Inflation pressures in the euro zone are easing, data showed on Friday, giving governments and central bankers a touch more leeway for stimulus as the region's leaders seek to shift their focus to reviving economic growth.
Modest wage growth and a cooling of food price pressures drove annual euro zone inflation down to 1.8 percent in February, its lowest level since mid-2010, the EU's statistics office said on Friday.
The figure, which confirmed Eurostat's flash estimate from March 1 and was as expected by economists polled by Reuters, is around the European Central Bank's target of below but close to 2 percent.
Combined with only very modest wage increases in the fourth quarter of 2012, the data highlights the weakness of the euro zone economy and will fuel expectations in some quarters that the ECB could cut interest rates this year.
(Read More: Euro Zone Sentiment Falls Sharply in March)
"With inflation set to undershoot the ECB's objective, an interest rate cut appears to be largely constrained by the prospect of an economic recovery in the second half of this year," Citigroup said in a research note on Friday.
But with commercial bank lending in the euro zone still subdued despite base rates being at a record low of 0.75 percent, others are skeptical about the impact of another cut.
Three quarters of economists expect the ECB to leave rates unchanged for the rest of the year, according to a Reuters poll published on Wednesday.
Already in recession in 2012, the euro zone economy is expected to shrink 0.3 percent this year as households and businesses struggle with the fallout of the bloc's public debt crisis and government spending cuts.
(Read More: EU Offers Crisis-Hit Members Wiggle Room on Deficits)
Thousands of protesters called on EU leaders, whose two-day summit in Brussels is due to end on Friday, to put an end to the austerity blamed for record unemployment in parts of Europe.
"Market pressure on European governments has been replaced by people pressure as a result of austerity and reform fatigue," said Barclays economist Philippe Gudin.
Growth and Austerity
The ECB's role is important because EU leaders are trying to find ways of reviving economic growth while budget discipline remains part of their strategy to overcome the bloc's debt crisis.
"There are no easy answers," European Council President Herman Van Rompuy, who chairs the summit, told a news conference on Thursday night. "The good progress towards structurally balanced budgets must continue," he said.
France and Italy did win support for a slightly more growth-friendly interpretation of European Union budget rules at the summit after French President Francois Hollande challenged German-driven fiscal austerity.
(Read More: Germany Defies Calls for Stimulus)

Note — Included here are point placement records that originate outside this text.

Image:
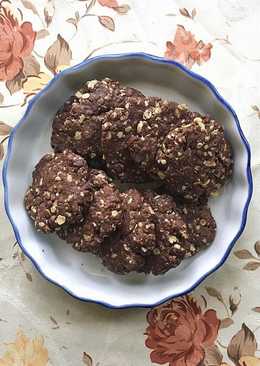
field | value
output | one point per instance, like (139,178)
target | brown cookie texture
(157,118)
(77,125)
(118,127)
(101,220)
(181,155)
(201,226)
(120,259)
(58,196)
(139,223)
(195,160)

One silver lining in the Mediterranean region is that only very modest wage increases are helping to improve competitiveness after a decade-long boom fueled by easy credit pushed the euro zone into a false sense of economic wellbeing.
Hourly labor costs in the euro zone rose 1.3 percent overall in the last three months of 2012, compared to the same period in 2011. Wages per hour grew by 1.4 percent.
Those rises were less than half the level of increases in early 2009, at a time when Europeans were giving themselves generous pay hikes, pushing up the cost of labor by 12 percent between 2001 and 2011.
In Spain, hourly labor costs fell 3.4 percent, but Germany recorded a 2.9 percent increase, which bodes well because wealthier consumers in Europe's largest economy could buy more of their neighbors' products.